The formation of thunderstorms goes something like this: During the summer the atmosphere is warm from the sun and moist from evaporation that occurs from lakes and soils, plus trees and plants pump millions of gallons of water into the air as part of the photosynthesis thing. It’s not unusual for one large tree to release 95 gallons of water vapor into the atmosphere in one day.
This warm, moist air rises, and as it does so it cools and condenses, forming clouds, at first only the puffy white cumulus kind. But if there’s plenty of heat, or a cold front comes through and pushes the warm, moist air even higher, it can form cumulonimbus clouds. These are thunderstorm makers, and can be identified by a flat, dark bottom, a very tall midsection, and a bright top that often takes on an anvil shape. These clouds can be 7 miles tall and carry around a lot of water. When the moisture condenses enough to form rain, it usually occurs in large quantities.
The adrenaline buzz is of course the lightning and thunder. Lightning is basically a giant version of static cling that occurs on clothes fresh out of the dryer.
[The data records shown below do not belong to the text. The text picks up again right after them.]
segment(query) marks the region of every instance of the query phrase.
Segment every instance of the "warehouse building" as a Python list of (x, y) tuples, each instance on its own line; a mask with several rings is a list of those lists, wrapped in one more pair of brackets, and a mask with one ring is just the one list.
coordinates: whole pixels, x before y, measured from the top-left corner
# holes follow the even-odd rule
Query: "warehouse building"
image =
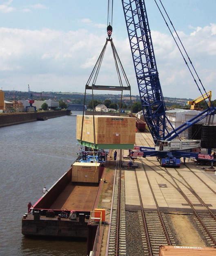
[[(200, 113), (201, 113), (200, 111), (197, 110), (176, 109), (167, 110), (166, 111), (166, 115), (173, 127), (176, 129), (180, 125), (188, 122), (190, 119), (197, 116)], [(205, 122), (205, 118), (203, 118), (197, 123), (204, 124)], [(214, 120), (214, 124), (215, 124), (215, 122)], [(168, 122), (167, 122), (167, 125), (168, 132), (170, 132), (173, 131), (171, 126)], [(188, 138), (188, 129), (180, 134), (180, 136), (181, 138)]]
[[(28, 100), (20, 100), (23, 105), (24, 108), (29, 105)], [(48, 109), (49, 110), (54, 109), (56, 107), (59, 106), (59, 102), (58, 101), (56, 101), (52, 100), (35, 100), (34, 102), (32, 104), (33, 106), (36, 106), (37, 109), (41, 109), (41, 106), (44, 103), (47, 103), (48, 105)]]

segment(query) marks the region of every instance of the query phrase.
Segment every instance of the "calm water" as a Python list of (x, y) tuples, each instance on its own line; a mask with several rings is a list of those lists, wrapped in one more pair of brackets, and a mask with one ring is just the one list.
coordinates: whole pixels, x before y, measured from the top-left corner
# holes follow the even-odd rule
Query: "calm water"
[(33, 204), (74, 161), (75, 116), (0, 128), (0, 255), (82, 256), (86, 242), (29, 238), (21, 233)]

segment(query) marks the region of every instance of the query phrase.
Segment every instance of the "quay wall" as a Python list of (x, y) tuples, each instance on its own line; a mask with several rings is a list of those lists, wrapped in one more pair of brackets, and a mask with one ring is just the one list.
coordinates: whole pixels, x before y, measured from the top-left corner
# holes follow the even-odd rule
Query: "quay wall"
[(37, 119), (47, 117), (52, 118), (70, 115), (70, 111), (49, 111), (38, 112), (23, 112), (0, 115), (0, 127), (37, 121)]

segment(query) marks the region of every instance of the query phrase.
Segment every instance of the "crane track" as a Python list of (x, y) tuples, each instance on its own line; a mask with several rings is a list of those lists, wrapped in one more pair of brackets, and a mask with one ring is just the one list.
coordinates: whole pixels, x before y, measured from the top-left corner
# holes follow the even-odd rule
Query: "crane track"
[[(140, 159), (141, 162), (143, 163), (143, 160)], [(149, 161), (146, 159), (147, 161)], [(215, 232), (214, 232), (214, 229), (215, 227), (216, 226), (216, 217), (215, 215), (212, 212), (211, 210), (209, 208), (207, 204), (203, 201), (202, 199), (196, 194), (196, 193), (194, 191), (194, 190), (191, 188), (190, 188), (190, 186), (189, 185), (189, 187), (187, 186), (185, 184), (184, 184), (182, 181), (179, 181), (178, 179), (176, 179), (175, 177), (172, 175), (167, 170), (167, 169), (165, 168), (164, 169), (161, 168), (160, 167), (156, 165), (155, 164), (153, 164), (155, 166), (159, 168), (160, 169), (163, 170), (166, 174), (167, 174), (172, 179), (175, 184), (174, 185), (173, 183), (169, 181), (167, 178), (165, 177), (160, 173), (158, 172), (157, 171), (155, 170), (154, 168), (153, 168), (150, 165), (148, 165), (149, 167), (153, 170), (155, 172), (157, 173), (158, 175), (164, 178), (168, 182), (169, 182), (171, 185), (176, 189), (178, 192), (183, 197), (187, 202), (189, 206), (193, 210), (193, 211), (194, 213), (195, 216), (194, 216), (194, 219), (195, 223), (197, 224), (199, 224), (199, 225), (197, 225), (197, 227), (200, 229), (200, 231), (203, 233), (204, 236), (206, 240), (207, 241), (209, 245), (212, 247), (216, 246), (216, 236)], [(173, 168), (176, 171), (178, 172), (176, 168)], [(166, 170), (166, 171), (165, 170)], [(176, 180), (186, 188), (187, 188), (190, 192), (193, 194), (195, 197), (197, 199), (203, 206), (205, 207), (207, 210), (209, 212), (209, 213), (205, 215), (204, 215), (205, 218), (203, 219), (203, 214), (200, 214), (197, 211), (195, 208), (194, 204), (191, 202), (191, 200), (189, 199), (188, 197), (185, 195), (185, 194), (183, 191), (180, 188), (180, 186), (177, 184), (176, 181), (175, 180)], [(207, 222), (205, 219), (206, 219), (206, 217), (211, 220), (211, 221)]]
[(145, 256), (156, 256), (159, 255), (160, 245), (175, 245), (175, 242), (165, 215), (160, 212), (143, 165), (143, 167), (157, 209), (152, 211), (144, 210), (135, 170), (135, 177), (141, 206), (141, 211), (138, 212), (138, 214), (142, 240)]
[(118, 151), (118, 155), (119, 152), (119, 166), (118, 168), (116, 160), (107, 256), (126, 255), (124, 172), (121, 168), (122, 150)]

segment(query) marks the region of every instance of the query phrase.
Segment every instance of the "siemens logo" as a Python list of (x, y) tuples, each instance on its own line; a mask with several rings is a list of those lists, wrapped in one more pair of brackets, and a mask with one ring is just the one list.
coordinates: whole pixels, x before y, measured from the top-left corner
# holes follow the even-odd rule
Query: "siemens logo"
[(113, 118), (111, 119), (112, 121), (124, 121), (124, 118)]

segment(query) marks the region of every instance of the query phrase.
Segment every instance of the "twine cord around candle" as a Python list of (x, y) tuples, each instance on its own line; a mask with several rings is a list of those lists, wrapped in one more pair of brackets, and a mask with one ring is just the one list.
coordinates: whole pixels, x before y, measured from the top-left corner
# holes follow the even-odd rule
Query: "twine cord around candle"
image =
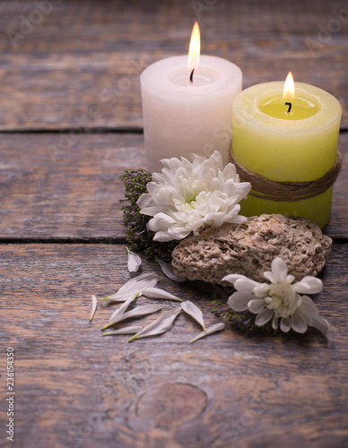
[(250, 182), (248, 194), (268, 201), (296, 202), (310, 199), (325, 193), (338, 177), (342, 168), (342, 157), (337, 151), (335, 165), (320, 178), (309, 182), (277, 182), (267, 179), (240, 165), (230, 151), (230, 161), (235, 165), (241, 182)]

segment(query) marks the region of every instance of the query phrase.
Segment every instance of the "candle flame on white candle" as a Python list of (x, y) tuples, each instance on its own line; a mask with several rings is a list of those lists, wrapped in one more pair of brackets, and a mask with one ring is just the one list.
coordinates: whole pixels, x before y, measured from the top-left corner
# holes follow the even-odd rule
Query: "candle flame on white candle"
[(190, 46), (188, 48), (187, 69), (197, 68), (199, 65), (199, 55), (201, 53), (201, 34), (198, 23), (196, 22), (192, 29)]
[(284, 83), (284, 90), (283, 91), (283, 99), (292, 101), (295, 98), (295, 85), (293, 82), (292, 73), (289, 72)]

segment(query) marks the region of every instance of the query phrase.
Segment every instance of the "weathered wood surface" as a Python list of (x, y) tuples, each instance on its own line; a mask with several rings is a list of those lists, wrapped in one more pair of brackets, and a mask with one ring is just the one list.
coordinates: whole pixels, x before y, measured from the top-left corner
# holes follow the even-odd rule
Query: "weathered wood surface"
[[(255, 337), (228, 328), (194, 345), (200, 330), (186, 315), (170, 332), (133, 343), (101, 336), (115, 306), (100, 306), (89, 323), (91, 294), (114, 292), (130, 277), (121, 245), (2, 245), (0, 254), (1, 351), (14, 349), (16, 392), (15, 443), (4, 440), (3, 413), (2, 446), (348, 444), (346, 245), (334, 245), (314, 298), (332, 325), (329, 340), (315, 330)], [(145, 262), (143, 270), (159, 268)], [(159, 274), (159, 287), (217, 322), (210, 308), (221, 289)]]
[[(348, 237), (347, 134), (339, 149), (344, 167), (325, 232), (342, 238)], [(4, 134), (0, 153), (0, 238), (125, 237), (118, 177), (145, 166), (144, 135)]]
[(196, 19), (202, 53), (239, 65), (244, 87), (291, 70), (339, 99), (348, 127), (344, 0), (37, 4), (0, 3), (0, 130), (142, 127), (141, 72), (186, 54)]

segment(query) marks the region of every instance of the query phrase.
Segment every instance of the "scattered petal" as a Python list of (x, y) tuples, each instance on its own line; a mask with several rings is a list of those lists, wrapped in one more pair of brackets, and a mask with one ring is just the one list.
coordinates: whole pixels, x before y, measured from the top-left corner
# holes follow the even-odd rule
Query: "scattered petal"
[(136, 272), (139, 270), (140, 265), (142, 264), (142, 259), (140, 258), (139, 255), (130, 251), (128, 247), (126, 247), (126, 249), (128, 253), (128, 260), (127, 260), (128, 271), (129, 272)]
[(227, 303), (234, 311), (247, 311), (248, 302), (254, 298), (252, 294), (237, 291), (230, 296)]
[(135, 334), (142, 330), (143, 327), (139, 325), (134, 325), (131, 327), (117, 328), (117, 330), (113, 330), (112, 332), (103, 332), (103, 336), (111, 336), (112, 334)]
[(192, 316), (197, 323), (201, 325), (203, 330), (205, 332), (205, 323), (204, 318), (203, 317), (202, 311), (198, 308), (196, 305), (190, 302), (189, 300), (186, 300), (181, 304), (181, 308), (187, 313), (190, 316)]
[(125, 314), (126, 308), (128, 307), (128, 305), (133, 302), (134, 297), (130, 297), (126, 302), (124, 302), (118, 308), (117, 308), (116, 311), (113, 312), (111, 314), (111, 317), (109, 318), (109, 321), (111, 322), (117, 315), (122, 315)]
[(196, 342), (196, 340), (198, 340), (201, 338), (204, 338), (205, 336), (208, 336), (209, 334), (213, 334), (216, 332), (221, 332), (224, 328), (225, 328), (225, 324), (221, 322), (219, 323), (215, 323), (215, 325), (213, 325), (212, 327), (207, 328), (205, 330), (205, 332), (202, 332), (201, 333), (197, 334), (196, 336), (196, 338), (194, 338), (190, 341), (190, 344), (192, 344), (193, 342)]
[(160, 264), (161, 269), (162, 270), (163, 273), (170, 280), (173, 281), (186, 281), (185, 277), (179, 277), (178, 275), (176, 275), (173, 271), (173, 267), (170, 263), (163, 262), (160, 260), (159, 258), (155, 259), (156, 262)]
[(126, 281), (115, 294), (100, 298), (100, 300), (112, 300), (114, 302), (125, 302), (127, 298), (142, 295), (145, 288), (153, 288), (157, 285), (158, 275), (154, 272), (147, 272), (134, 277)]
[(135, 339), (147, 338), (148, 336), (155, 336), (168, 332), (172, 328), (175, 319), (180, 313), (181, 307), (166, 311), (154, 322), (132, 336), (132, 338), (128, 340), (128, 342), (132, 342), (132, 340)]
[(307, 320), (300, 313), (294, 313), (291, 316), (290, 322), (291, 323), (291, 328), (294, 332), (298, 333), (304, 333), (307, 332)]
[(143, 289), (143, 296), (148, 298), (162, 298), (164, 300), (175, 300), (176, 302), (183, 302), (182, 298), (177, 297), (170, 292), (160, 289), (160, 288), (146, 288)]
[(256, 325), (262, 327), (262, 325), (265, 325), (265, 323), (267, 323), (267, 322), (272, 319), (273, 315), (274, 315), (273, 310), (267, 308), (262, 310), (261, 313), (259, 313), (257, 315), (257, 318), (255, 319)]
[(95, 312), (97, 311), (97, 306), (98, 306), (97, 297), (95, 296), (91, 296), (91, 311), (90, 322), (91, 322), (92, 318), (94, 317)]
[(153, 313), (157, 313), (157, 311), (160, 311), (161, 309), (161, 305), (144, 305), (144, 306), (136, 306), (136, 308), (134, 308), (131, 311), (117, 314), (112, 319), (112, 321), (109, 321), (106, 325), (104, 325), (101, 330), (106, 330), (107, 328), (115, 325), (115, 323), (118, 323), (119, 322), (125, 321), (126, 319), (152, 314)]
[(300, 294), (318, 294), (323, 290), (323, 282), (317, 277), (304, 277), (293, 285), (295, 291)]

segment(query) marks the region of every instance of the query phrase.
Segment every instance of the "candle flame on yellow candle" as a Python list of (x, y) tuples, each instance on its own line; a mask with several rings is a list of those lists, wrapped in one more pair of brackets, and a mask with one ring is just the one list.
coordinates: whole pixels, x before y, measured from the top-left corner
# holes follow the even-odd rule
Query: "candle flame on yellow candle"
[(293, 82), (292, 73), (289, 72), (284, 83), (284, 90), (283, 91), (283, 99), (285, 101), (293, 101), (295, 98), (295, 85)]
[(191, 71), (199, 65), (199, 55), (201, 53), (201, 34), (198, 23), (196, 22), (192, 29), (190, 46), (188, 48), (187, 68)]

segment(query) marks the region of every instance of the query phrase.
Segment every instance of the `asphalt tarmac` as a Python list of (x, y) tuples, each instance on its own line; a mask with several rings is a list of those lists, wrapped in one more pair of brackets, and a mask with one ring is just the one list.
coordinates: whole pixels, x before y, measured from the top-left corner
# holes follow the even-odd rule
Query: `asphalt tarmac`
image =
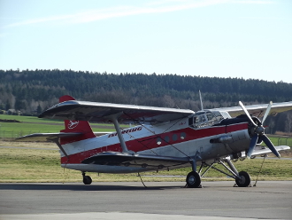
[(292, 181), (0, 184), (0, 219), (291, 219)]

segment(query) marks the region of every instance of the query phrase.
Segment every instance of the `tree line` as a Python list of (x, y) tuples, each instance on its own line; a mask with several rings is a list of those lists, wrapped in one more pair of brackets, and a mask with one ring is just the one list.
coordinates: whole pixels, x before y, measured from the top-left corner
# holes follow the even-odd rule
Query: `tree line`
[(292, 100), (292, 83), (200, 75), (0, 70), (0, 109), (37, 114), (63, 95), (76, 99), (200, 109)]

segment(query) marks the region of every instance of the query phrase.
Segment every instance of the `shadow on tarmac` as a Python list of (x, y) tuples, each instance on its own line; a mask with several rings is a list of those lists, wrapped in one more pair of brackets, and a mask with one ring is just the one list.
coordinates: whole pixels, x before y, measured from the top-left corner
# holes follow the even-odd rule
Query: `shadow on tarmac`
[[(147, 186), (147, 185), (146, 185)], [(1, 190), (18, 190), (18, 191), (42, 191), (42, 190), (59, 190), (59, 191), (145, 191), (145, 190), (166, 190), (172, 188), (183, 188), (181, 186), (129, 186), (129, 185), (58, 185), (58, 184), (0, 184)]]

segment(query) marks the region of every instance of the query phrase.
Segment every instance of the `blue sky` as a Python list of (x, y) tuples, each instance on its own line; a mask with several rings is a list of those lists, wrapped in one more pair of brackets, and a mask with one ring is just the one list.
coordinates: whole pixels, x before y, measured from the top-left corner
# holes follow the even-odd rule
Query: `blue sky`
[(0, 69), (292, 82), (290, 0), (0, 0)]

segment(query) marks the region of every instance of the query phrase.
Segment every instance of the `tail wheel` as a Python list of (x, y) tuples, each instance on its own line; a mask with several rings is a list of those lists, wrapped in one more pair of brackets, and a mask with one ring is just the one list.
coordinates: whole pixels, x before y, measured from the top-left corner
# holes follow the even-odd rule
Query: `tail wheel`
[(84, 176), (83, 177), (83, 184), (84, 185), (91, 185), (92, 179), (89, 176)]
[(191, 171), (188, 174), (186, 179), (188, 188), (198, 188), (201, 185), (201, 177), (196, 171)]
[(247, 187), (250, 185), (250, 177), (245, 171), (238, 173), (239, 178), (236, 178), (235, 182), (239, 187)]

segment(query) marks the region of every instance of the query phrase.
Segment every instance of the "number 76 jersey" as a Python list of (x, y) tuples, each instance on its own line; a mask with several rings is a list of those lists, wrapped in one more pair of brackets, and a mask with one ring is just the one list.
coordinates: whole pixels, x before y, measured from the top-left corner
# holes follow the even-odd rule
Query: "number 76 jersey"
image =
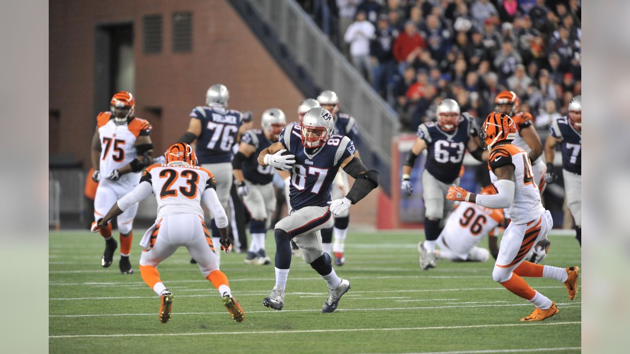
[(142, 173), (140, 183), (151, 185), (158, 201), (158, 219), (171, 214), (196, 214), (203, 217), (201, 197), (217, 188), (212, 173), (199, 166), (154, 164)]

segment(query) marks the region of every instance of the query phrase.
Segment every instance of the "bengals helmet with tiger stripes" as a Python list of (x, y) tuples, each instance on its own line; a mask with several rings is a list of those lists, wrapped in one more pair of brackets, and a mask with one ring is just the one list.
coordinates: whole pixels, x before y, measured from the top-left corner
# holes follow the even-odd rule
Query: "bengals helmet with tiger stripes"
[(120, 91), (112, 97), (110, 106), (112, 115), (114, 117), (114, 123), (117, 125), (120, 125), (127, 123), (129, 117), (134, 114), (135, 98), (130, 92)]
[[(510, 105), (509, 111), (503, 111), (500, 108), (503, 105)], [(518, 111), (518, 96), (511, 91), (502, 91), (495, 98), (495, 110), (500, 113), (507, 114), (510, 117)]]
[(497, 142), (514, 140), (516, 137), (516, 124), (510, 116), (491, 113), (486, 117), (479, 134), (481, 147), (492, 149)]
[(167, 164), (183, 164), (197, 166), (198, 161), (195, 150), (185, 142), (176, 142), (168, 147), (164, 153)]

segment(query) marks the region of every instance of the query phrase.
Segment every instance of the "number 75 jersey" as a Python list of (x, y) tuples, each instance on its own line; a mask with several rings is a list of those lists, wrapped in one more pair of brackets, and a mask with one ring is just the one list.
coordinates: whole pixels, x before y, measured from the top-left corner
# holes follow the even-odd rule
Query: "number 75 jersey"
[(196, 214), (203, 217), (201, 197), (217, 188), (212, 173), (199, 166), (154, 164), (142, 173), (140, 183), (149, 182), (158, 201), (158, 219), (171, 214)]

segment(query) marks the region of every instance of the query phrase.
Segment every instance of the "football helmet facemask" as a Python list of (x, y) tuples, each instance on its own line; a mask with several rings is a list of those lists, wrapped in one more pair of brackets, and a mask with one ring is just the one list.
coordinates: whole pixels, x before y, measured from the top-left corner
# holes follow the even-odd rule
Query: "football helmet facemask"
[(333, 115), (322, 107), (311, 108), (301, 123), (302, 144), (305, 147), (319, 147), (328, 140), (333, 132)]

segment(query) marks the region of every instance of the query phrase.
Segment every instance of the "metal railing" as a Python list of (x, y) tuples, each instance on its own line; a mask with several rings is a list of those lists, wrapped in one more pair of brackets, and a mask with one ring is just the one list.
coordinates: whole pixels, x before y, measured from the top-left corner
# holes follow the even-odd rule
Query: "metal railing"
[(341, 110), (358, 122), (362, 140), (384, 164), (391, 167), (391, 139), (398, 134), (400, 123), (389, 105), (295, 1), (246, 1), (273, 30), (313, 82), (339, 94)]

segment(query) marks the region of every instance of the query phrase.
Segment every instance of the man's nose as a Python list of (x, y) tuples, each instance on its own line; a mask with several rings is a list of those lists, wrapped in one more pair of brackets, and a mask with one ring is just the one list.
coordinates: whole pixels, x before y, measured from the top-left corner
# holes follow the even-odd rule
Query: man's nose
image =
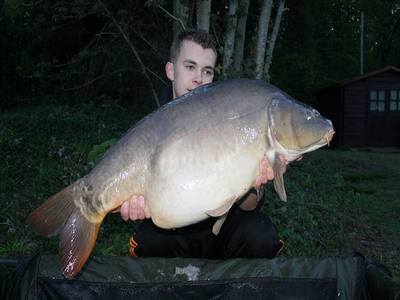
[(203, 83), (203, 72), (198, 71), (193, 77), (193, 82), (197, 84), (202, 84)]

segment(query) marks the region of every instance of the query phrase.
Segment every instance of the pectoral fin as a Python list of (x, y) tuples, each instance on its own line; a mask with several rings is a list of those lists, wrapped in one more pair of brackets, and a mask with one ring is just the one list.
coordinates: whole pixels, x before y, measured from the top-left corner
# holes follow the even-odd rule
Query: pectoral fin
[(239, 205), (240, 209), (249, 211), (257, 207), (262, 197), (262, 191), (260, 191), (260, 189), (257, 189), (256, 191), (257, 195), (254, 193), (249, 193), (247, 198)]
[(236, 202), (237, 197), (233, 197), (232, 199), (227, 200), (222, 206), (206, 211), (206, 214), (210, 217), (220, 217), (225, 215), (232, 207), (232, 205)]
[(214, 226), (213, 226), (214, 235), (218, 235), (219, 232), (221, 231), (221, 227), (224, 224), (227, 215), (228, 215), (228, 213), (224, 214), (223, 216), (220, 216), (218, 218), (218, 220), (214, 223)]
[(285, 191), (285, 183), (283, 182), (283, 173), (286, 170), (286, 162), (282, 161), (278, 156), (275, 158), (274, 165), (272, 167), (274, 169), (274, 187), (275, 191), (278, 193), (279, 198), (282, 201), (287, 200), (286, 191)]

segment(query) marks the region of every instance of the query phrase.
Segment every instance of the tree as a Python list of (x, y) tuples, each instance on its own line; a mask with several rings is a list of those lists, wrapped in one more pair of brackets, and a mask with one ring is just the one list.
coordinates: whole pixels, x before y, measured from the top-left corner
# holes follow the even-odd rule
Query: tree
[(211, 0), (196, 1), (196, 27), (207, 32), (210, 30)]
[(189, 19), (189, 9), (187, 5), (181, 2), (181, 0), (174, 0), (173, 2), (173, 34), (177, 36), (182, 30), (185, 30)]
[(222, 63), (222, 78), (228, 77), (228, 72), (232, 66), (232, 55), (235, 47), (235, 32), (237, 25), (238, 0), (229, 0), (228, 20), (225, 29), (225, 43)]
[(248, 11), (249, 11), (249, 0), (240, 0), (238, 9), (236, 40), (235, 40), (235, 53), (233, 58), (233, 67), (236, 74), (240, 74), (242, 71)]
[(272, 54), (274, 52), (275, 42), (276, 42), (276, 38), (278, 36), (279, 27), (281, 24), (281, 19), (282, 19), (282, 14), (283, 14), (284, 8), (285, 8), (285, 0), (279, 0), (279, 6), (278, 6), (278, 11), (277, 11), (276, 17), (275, 17), (274, 28), (272, 30), (271, 38), (268, 43), (267, 54), (265, 56), (264, 77), (267, 79), (267, 81), (269, 81), (269, 79), (270, 79), (269, 68), (272, 63)]
[(263, 0), (261, 5), (261, 13), (258, 19), (258, 33), (256, 46), (256, 79), (261, 79), (264, 71), (264, 56), (268, 37), (269, 19), (271, 17), (272, 0)]

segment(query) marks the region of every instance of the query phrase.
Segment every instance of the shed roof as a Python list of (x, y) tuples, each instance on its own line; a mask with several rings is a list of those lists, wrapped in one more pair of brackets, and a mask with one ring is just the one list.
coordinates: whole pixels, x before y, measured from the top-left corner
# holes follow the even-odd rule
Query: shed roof
[(387, 66), (387, 67), (384, 67), (382, 69), (374, 70), (374, 71), (368, 72), (366, 74), (356, 76), (356, 77), (351, 78), (351, 79), (341, 80), (337, 84), (338, 85), (346, 85), (346, 84), (349, 84), (349, 83), (352, 83), (352, 82), (355, 82), (355, 81), (358, 81), (358, 80), (362, 80), (362, 79), (365, 79), (365, 78), (368, 78), (368, 77), (371, 77), (371, 76), (378, 75), (378, 74), (386, 72), (386, 71), (395, 71), (395, 72), (400, 74), (400, 69), (399, 68), (396, 68), (394, 66)]
[(326, 91), (326, 90), (329, 90), (331, 88), (344, 86), (344, 85), (347, 85), (349, 83), (353, 83), (353, 82), (356, 82), (356, 81), (359, 81), (359, 80), (363, 80), (365, 78), (372, 77), (372, 76), (378, 75), (378, 74), (386, 72), (386, 71), (394, 71), (394, 72), (399, 73), (399, 75), (400, 75), (400, 69), (399, 68), (397, 68), (395, 66), (386, 66), (384, 68), (377, 69), (377, 70), (368, 72), (368, 73), (363, 74), (363, 75), (358, 75), (358, 76), (350, 78), (350, 79), (344, 79), (344, 80), (338, 81), (335, 84), (332, 84), (330, 86), (326, 86), (326, 87), (320, 89), (319, 91)]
In the cumulonimbus cloud, ice crystals and water droplets are in constant motion, bumping into each other violently. This friction builds up static electricity that often separates into two charges: a positive one that goes to the top of the cloud, and a negative charge that goes to the bottom.
Eventually the cloud has to release this built up electrical energy and the discharge is what we call lightning. It can move within one cloud, between separate clouds, or from the cloud to the ground.
Thunder is caused by the lightning bolt superheating the air around it and forcing the air particles to move so fast that it creates a sort of sonic boom. Because light moves so much faster than sound, it is possible to calculate how far away a lightning strike is. Every five-second interval between the flash of lightning and the sound of thunder represents a one-mile distance from the observer.